Analytics may seem like a dark art to many businesspeople. And the thought of relying on systems to make decisions about customers is threatening. Yet, the ability to embrace analytics can mean maintaining a competitive edge, so it's important that everyone be comfortable with the approach.
As mentioned in my interview last week with Jeanne Harris, who just published Analytics at Work with co-author Tom Davenport, analytics needs to be accessible to organizations of all sizes and persuasions. Many managers and executives want to run on analytics, but without turning their entire organizations into numbers factories. After all, businesses thrive on the very human qualities of passion and innovation.
Wayne Turmel, writing in BNET, culled five key points on making analytics comfortable for all concerned:
Communicate the reason for gathering information: Employees need to have a context for the reports they're expected to generate or digest.
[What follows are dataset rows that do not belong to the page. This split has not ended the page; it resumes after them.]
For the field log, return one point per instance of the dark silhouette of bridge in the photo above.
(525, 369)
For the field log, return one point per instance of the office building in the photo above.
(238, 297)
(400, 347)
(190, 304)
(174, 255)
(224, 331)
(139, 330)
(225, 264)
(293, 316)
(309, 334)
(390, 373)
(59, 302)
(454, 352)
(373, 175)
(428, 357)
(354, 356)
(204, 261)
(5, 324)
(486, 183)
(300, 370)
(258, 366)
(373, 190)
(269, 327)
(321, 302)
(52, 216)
Ask employees what the numbers mean to them: "Try asking your team, 'What surprised you most about what you were spending time on?' 'What was the biggest time waster on this project?."
Let the wonks on your team shine: Give everyone a chance to make their voice heard. "Often the most insightful, analytical people on your team are also the quietest or the ones who don’t tend to dominate conference calls."
Use your tools to share the data: Make data and analysis readily available, so those with new insights can quickly dive in.
Share the insights: Make sure employees see the fruits of their data-gathering.